I squeezed Roxy’s hand, imagining her staying with me. In the Little House. Lying next to me in my bed. My hands running up her… “She’ll be okay here,” I said. Snapping out of my short reverie.
“But you don’t know that for sure,” Dev said. “They could snatch her away while you were at school. You can’t be with her all the time. And even if you were, they could show up with six guys instead of two and they’d overpower the fuck out of you.”
Everything he said was true. “They’re not gonna come back,” I said.
“No, dude. They will be back. You heard what Roxy said. They won’t give up.”
“Well… She can’t stay at your house forever, either.”
“She could crash at Cindy’s,” Dev said.
“And how long would she stay there?”
“Until things cooled down. Like until this situation was resolved.”
“But how long would that be? A couple of weeks? A month? A year?”

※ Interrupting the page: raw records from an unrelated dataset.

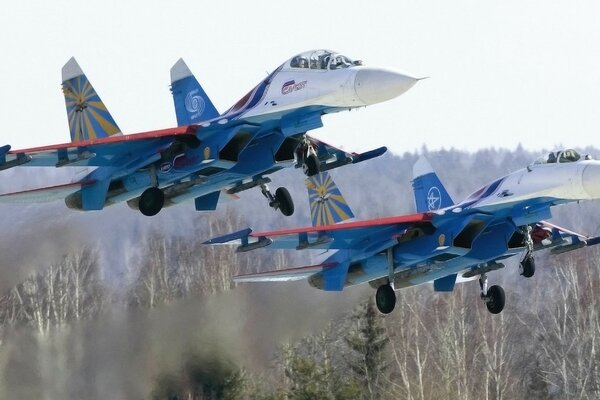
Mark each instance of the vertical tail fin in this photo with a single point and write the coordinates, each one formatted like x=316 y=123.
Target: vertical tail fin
x=429 y=192
x=87 y=114
x=327 y=205
x=192 y=105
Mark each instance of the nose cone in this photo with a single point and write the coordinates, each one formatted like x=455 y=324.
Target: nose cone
x=374 y=85
x=591 y=180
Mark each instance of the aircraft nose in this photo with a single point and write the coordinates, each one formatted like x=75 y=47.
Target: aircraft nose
x=591 y=180
x=374 y=85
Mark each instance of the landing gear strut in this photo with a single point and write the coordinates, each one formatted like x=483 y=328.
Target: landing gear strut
x=281 y=201
x=493 y=297
x=307 y=155
x=152 y=201
x=527 y=265
x=385 y=298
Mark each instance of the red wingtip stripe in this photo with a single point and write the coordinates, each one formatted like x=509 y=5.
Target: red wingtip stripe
x=182 y=130
x=403 y=219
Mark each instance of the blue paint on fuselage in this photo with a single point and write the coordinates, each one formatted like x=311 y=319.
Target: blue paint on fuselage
x=432 y=256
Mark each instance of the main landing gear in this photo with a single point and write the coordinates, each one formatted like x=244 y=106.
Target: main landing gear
x=493 y=297
x=281 y=201
x=152 y=201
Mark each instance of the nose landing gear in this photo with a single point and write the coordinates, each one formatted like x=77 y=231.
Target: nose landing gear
x=385 y=299
x=152 y=201
x=493 y=297
x=307 y=156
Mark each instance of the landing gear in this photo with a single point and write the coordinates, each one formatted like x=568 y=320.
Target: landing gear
x=281 y=201
x=493 y=297
x=311 y=165
x=385 y=298
x=527 y=266
x=152 y=201
x=306 y=154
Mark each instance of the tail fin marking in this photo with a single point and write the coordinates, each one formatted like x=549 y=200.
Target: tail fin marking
x=192 y=104
x=88 y=116
x=327 y=205
x=430 y=194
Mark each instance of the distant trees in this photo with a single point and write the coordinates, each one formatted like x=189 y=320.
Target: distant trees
x=68 y=291
x=434 y=345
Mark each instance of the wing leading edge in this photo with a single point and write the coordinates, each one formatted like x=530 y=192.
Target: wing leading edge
x=338 y=236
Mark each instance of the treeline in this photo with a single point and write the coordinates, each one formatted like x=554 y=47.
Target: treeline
x=543 y=346
x=165 y=321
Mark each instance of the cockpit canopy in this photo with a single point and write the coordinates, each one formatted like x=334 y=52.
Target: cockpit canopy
x=322 y=60
x=561 y=156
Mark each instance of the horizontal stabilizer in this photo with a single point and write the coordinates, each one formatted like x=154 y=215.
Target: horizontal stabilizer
x=49 y=193
x=284 y=275
x=208 y=202
x=367 y=155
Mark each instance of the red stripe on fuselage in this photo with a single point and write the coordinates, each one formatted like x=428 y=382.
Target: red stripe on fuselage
x=402 y=219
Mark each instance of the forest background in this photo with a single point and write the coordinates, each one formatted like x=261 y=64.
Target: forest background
x=116 y=305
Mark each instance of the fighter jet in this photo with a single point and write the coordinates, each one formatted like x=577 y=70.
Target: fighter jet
x=443 y=241
x=211 y=154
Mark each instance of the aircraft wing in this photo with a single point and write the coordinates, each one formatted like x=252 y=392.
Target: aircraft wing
x=115 y=151
x=332 y=157
x=48 y=193
x=283 y=275
x=367 y=235
x=560 y=240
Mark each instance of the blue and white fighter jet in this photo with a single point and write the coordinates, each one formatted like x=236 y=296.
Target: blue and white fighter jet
x=442 y=241
x=210 y=154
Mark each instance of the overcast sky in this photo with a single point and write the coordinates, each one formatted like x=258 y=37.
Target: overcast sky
x=501 y=72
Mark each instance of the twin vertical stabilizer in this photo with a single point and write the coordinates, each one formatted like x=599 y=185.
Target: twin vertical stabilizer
x=327 y=205
x=430 y=194
x=192 y=105
x=88 y=116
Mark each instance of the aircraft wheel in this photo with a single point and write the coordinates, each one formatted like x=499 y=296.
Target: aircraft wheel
x=527 y=267
x=495 y=299
x=311 y=165
x=152 y=201
x=385 y=298
x=285 y=202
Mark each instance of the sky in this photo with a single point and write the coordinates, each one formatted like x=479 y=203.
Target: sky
x=501 y=73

“I don’t know. They’ll have to give up eventually. It’s not like they’re gonna post people here forever. We’ll just have to play things by ear.”
I turned to Roxy. “You think they’ll hold on to this?”
“For a while, at least. I think.” She shrugged. “I don’t know. They might.” She closed her eyes and leaned her head back on the couch.
“I think we gotta just play it by ear, guys,” Dev repeated. “See what happens.”
The only thing I wanted to see happening was Roxy living with me in the Little House.